Mick Davis, who built Xstrata Plc into one of the world’s biggest mining companies, is trying to do it again.

Davis, a 56-year-old South African, is considering a bid for the nickel business of Vale SA (VALE), the world’s top producer, according to people with knowledge of the situation. Davis’s investment vehicle X2 Resources values Vale’s nickel business at $5 billion to $7 billion, said two of the people, who asked not to be identified because the negotiations are private.

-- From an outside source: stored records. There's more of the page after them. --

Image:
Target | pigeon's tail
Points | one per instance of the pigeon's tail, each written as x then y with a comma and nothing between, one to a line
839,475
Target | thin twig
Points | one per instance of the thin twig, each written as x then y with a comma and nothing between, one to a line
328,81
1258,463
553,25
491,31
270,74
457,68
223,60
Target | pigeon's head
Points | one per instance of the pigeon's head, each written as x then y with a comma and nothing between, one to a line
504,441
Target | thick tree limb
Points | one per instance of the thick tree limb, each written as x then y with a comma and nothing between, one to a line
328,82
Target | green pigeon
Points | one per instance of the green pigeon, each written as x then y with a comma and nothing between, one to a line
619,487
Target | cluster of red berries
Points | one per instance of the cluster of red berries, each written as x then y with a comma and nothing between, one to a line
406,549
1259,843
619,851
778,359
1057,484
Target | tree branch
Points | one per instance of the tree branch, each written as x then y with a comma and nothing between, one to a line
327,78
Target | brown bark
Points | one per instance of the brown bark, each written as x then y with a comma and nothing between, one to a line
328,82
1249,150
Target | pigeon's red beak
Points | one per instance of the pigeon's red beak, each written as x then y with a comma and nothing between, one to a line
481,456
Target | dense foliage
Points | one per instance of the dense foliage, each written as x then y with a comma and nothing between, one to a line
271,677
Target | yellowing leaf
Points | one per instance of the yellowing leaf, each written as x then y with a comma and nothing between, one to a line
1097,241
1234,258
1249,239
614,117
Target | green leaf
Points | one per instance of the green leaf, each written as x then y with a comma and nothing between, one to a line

Through a decade of 40 mergers and expansions, the onetime cricket umpire Davis increased Xstrata’s market value more than 80 times to $50 billion, and became the world’s biggest exporter of power-station coal. After it agreed to be acquired in 2012 by its largest shareholder Glencore International Plc in a $30 billion deal, Davis was to lead the combined company. The power-sharing agreement collapsed when Glencore Chief Executive Officer Ivan Glasenberg demanded the title.

Davis’s X2 has since raised about $4.8 billion from equity investors and has been hunting for assets to buy from the world’s largest miners such as Vale, BHP Billiton Ltd. and Anglo American Plc.

“Mick Davis is a strong and a driven individual who has been very successful,” said Vince Gauci, who was managing director of M.I.M. Holdings Ltd. when Xstrata acquired the Australian metals and coal producer for $3 billion in 2003. “I’ve no doubt that he’s still got the fire in his belly to start again.”

X2 declined to comment on the potential bid. Rio-based Vale said it hasn’t received any proposal or held talks with X2 about its nickel assets. Vale has already said it may try to raise cash by selling some of its assets.

Billiton Role

A successful deal for the Vale assets could mean a return not only for Davis but also for more private-equity investments in mining, according to Ken Hoffman, an analyst at Bloomberg Intelligence. While buyout funds are flush with capital, they’ve struggled to land deals as commodity prices declined.

“I think he really wants to prove to the world that Xstrata wasn’t a fluke, that he can do this all over again,” Hoffman said. “If he comes out and does a great deal, I think it’s good for all the rest of these guys.”